Everything. From the texture to the twist of the curl and the gravity-defying way it can grow up and out. Our hair is called distracting, unkempt, and tacky. But if a Kardashian wears wild colors, extensions, or braids, they’re hailed as icons.

Meanwhile, a woman like Kadeja Gaines will be told her beautiful curls look better straight. She only recently got the courage to wear her hair naturally.

“Times are changing but while it’s changing there are still unfair standards,” says Gaines, 32, who gets her hair done at Vanity Loft in Roxbury. “People want to touch your hair and it’s invasive. They say things like it’s so crunchy or thick or nappy. It’s important to drive acceptance, especially in the professional sense.”

According to a 2019 Dove Crown Research Study, Black women’s hair is 3.4 times more likely to be perceived as unprofessional. And 80 percent of Black women feel they need to change their hair from its natural state to fit in at work.

This type of bias is why Pressley was intentional about her hair as a Black woman in politics. She knows our hair has always been political. So is our lack thereof. Known for wearing her hair in Senegalese twists, some perceived her style as militant. Recently, she revealed she has alopecia because she knew people would have questions when she revealed her beautifully bare scalp.
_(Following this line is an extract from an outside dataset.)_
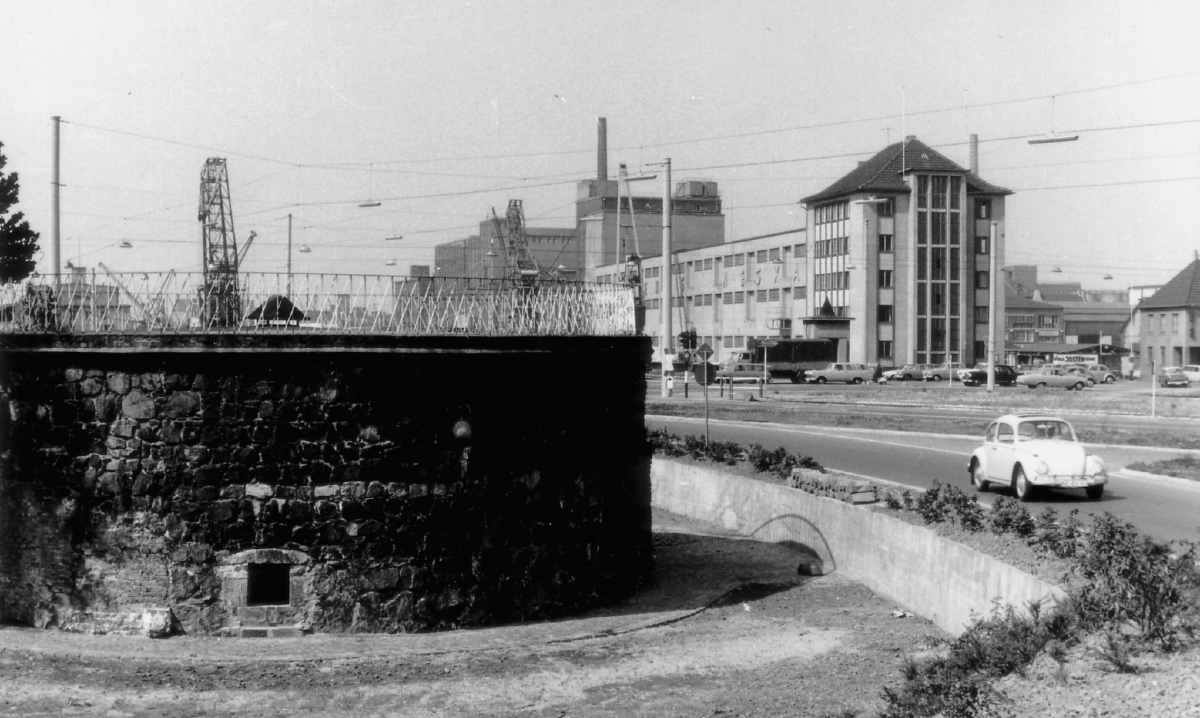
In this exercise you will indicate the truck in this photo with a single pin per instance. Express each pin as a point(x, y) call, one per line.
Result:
point(786, 359)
There are 6.8 million people who suffer from alopecia. One-third of them are Black women.

“I didn’t feel I could authentically lead without being fully transparent about it,” she says of her hair loss. “I am the lived experience of millions of people. Being Black in America is the dichotomy of duality. It’s unique joys and pains. It’s Black Girl Magic while still being the most objectified and criminalized. Recently, I made remarks that I am still an abolitionist. My people aren’t free. People said, ‘How could you say that? You are in Congress, there was a Black president. Both can be true.’ We don’t want to be the exceptional anomalies. We want a cultural change shift.”

When she first went public with alopecia, Pressley said Cherry sent her his film as a show of support. In “Hair Love,” the mother has a bald head, too.

“I think the timing of everything that’s been happening around the short film, announcements like Ayanna Pressley, and the situation with DeAndre Arnold down in Houston and the CROWN Act legislation getting passed and becoming a law in California and New York and New Jersey has all been just really crazy timing,” Cherry said in a Q&A on Twitter recently. “We’re really happy to be a small part of continuing this conversation about natural hair. We hope that we’re able to get the CROWN Act passed in all 50 states.”

Arnold already has taken a stand to protect his hair. No matter what the school threatens, he will not cut his locs. Everyone from Ellen to Alicia Keys have taken a stand to support him. And he will proudly rock his locs at the Oscars Sunday night.

“The film is about hair love and me and my hair kind of grew up together in a way,” he told CBS This Morning. “It’s like we’re best friends.”

Nurturing pride starts at home, but Kanessa Alexander, owner of Perfect 10 Unisex Salon in West Roxbury, says we also need societal normalization. She’s been doing hair for 22 years and says she has clients who have never worn their hair naturally.

“We need representation in order for things to change,” says Alexander, 43. “The issues go deep, generations and generations. Society has told us over and over our hair is not OK. So even if your parents teach you different, you go to school or work and the world is telling you the way your hair grows naturally out of your head is wrong. We have to have pride in who we are.”

When we look in the mirror, we shouldn’t have to worry about the ways in which we need to change our hair to make the grade, get the job, or just get by.

We should be able to love our hair and get a little hair love, too.